The first phase, which the grid operators hope to have implemented by Dec. 1, would include JOA changes to better model the impacts of firm-flow entitlements before the day-ahead dispatch is modeled. This will allow day-ahead LMPs for pseudo-tied resources to more accurately reflect expected real-time congestion. The balancing authority receiving the power will receive credit for the flow from the generation unit to the border, while the source balancing authority will model its impacts as loop flows.
“We think it’s a major step and will remove most of the overlap,” Horger said.
The second phase will allow for mitigating day-ahead charges either through refunds or virtual transactions to align transmission usage charges with available financial transmission rights hedges.
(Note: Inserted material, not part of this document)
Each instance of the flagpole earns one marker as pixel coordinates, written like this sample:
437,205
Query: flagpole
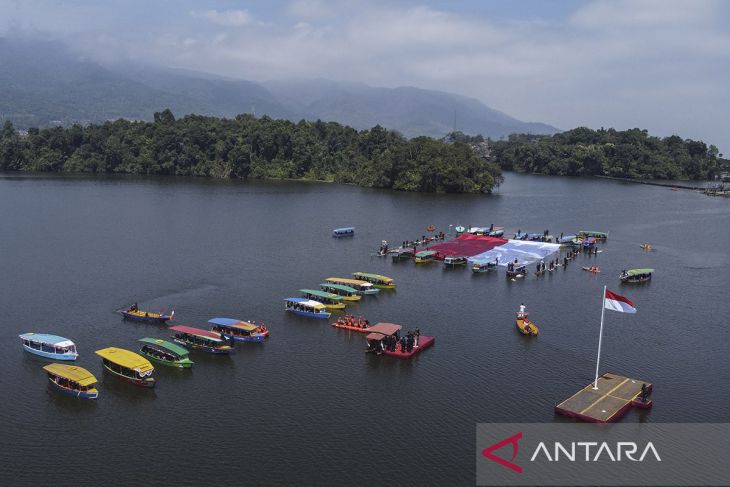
600,336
The RTOs plan to file JOA changes implementing market-to-market adjustments in September, with implementation of the phase one solution by the end of December. Dec. 1 is the target date for filing additional JOA and tariff changes. Phase two is scheduled for implementation by June 1, 2018.
Freeze Date Update
The grid operators have been using an April 1, 2004, “freeze date” to determine firm rights on flowgates, but issues with that date have “become prominent” over time, the RTOs said. They have developed a two-phase alternative that would be in place by June 1, 2019, MISO’s Ron Arness explained.
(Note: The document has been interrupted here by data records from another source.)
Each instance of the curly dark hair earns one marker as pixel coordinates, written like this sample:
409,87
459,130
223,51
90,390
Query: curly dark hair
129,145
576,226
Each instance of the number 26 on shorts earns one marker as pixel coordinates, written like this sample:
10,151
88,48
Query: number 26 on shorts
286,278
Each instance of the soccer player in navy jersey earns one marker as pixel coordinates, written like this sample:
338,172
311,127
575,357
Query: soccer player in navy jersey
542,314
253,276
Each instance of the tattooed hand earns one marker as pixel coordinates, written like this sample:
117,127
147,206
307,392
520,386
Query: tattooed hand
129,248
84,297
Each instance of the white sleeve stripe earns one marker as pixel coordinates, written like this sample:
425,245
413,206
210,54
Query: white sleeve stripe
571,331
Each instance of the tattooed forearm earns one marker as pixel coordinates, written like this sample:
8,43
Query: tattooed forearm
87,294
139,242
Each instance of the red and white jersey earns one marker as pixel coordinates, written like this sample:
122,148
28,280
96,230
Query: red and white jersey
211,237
The changes would affect designated network resources that came on after the freeze date, which currently are dispatched on a pro rata basis. The new rules would eliminate the pro rata allocation and have them dispatched in the order of their service date.
They also affect “freeze date” transmission service requests, which currently are treated as net imports or exports based on the local balancing authority. The new rules would provide “gross accounting” for imports and exports — generation-to-load LBA calculations would not include generation sourcing TSRs or load served by TSRs — with adjustments that will make the TSR sensitivity factors align with market flow sensitivity factors.
The RTOs plan to complete a whitepaper on the issue by next spring with implementation of phase one in the summer.
Targeted Market Efficiency Projects
PJM’s Chuck Liebold said there has been no targeted market efficiency project (TMEP) study in 2017 because the RTOs are awaiting FERC approval of regional cost allocations for the new category. MISO filed for regional allocation Aug. 4 (ER17-2246), and PJM filed its allocation on April 11 (ER17-1406).
Commission staff tentatively approved the TMEP category in a delegated order in June but said the decision was subject to review by the commission once it regained the quorum it lost in February (ER17-721). (See FERC Tentatively OKs New MISO-PJM Project Type.)
The TMEP proposals are designed to be quick, inexpensive fixes to address historical congestion. Five projects have been identified so far. At an estimated cost of $17.5 million, they are expected to create $99.6 million in benefits.
The RTOs are waiting on FERC approval before submitting the project recommendations to their boards. The benefit allocation for three of the five projects leans heavily toward PJM, with 88% of the $7 million Burnham-Munster project, 89% of the $1 million Bayshore-Monroe project and 90% of the $4.6 million Michigan City-Bosserman project. MISO shoulders most of the allocation on the other two, with 59% of the $150,000 Reynolds-Magnetation project and 76% of the $4.5 million Roxana-Praxair line.
Two-Year System Plan Study
The RTOs have completed regional benefits analysis for the eight interregional projects that were proposed for the solicitation that ended Feb. 28. Only one project — Northern Indiana Public Service Co.’s proposed new line between its Thayer and Morrison 138-kV substations in northwestern Indiana — is expected to provide more benefits than costs. (See 1 of 8 MISO-PJM Proposals Pass Initial Test.)
Liebold said the cost-benefit was not the only factor in recommending projects, but “for a project to be promising, you would expect to see benefits above costs.”
The RTOs will make recommendations to their respective boards on the proposals around November or December.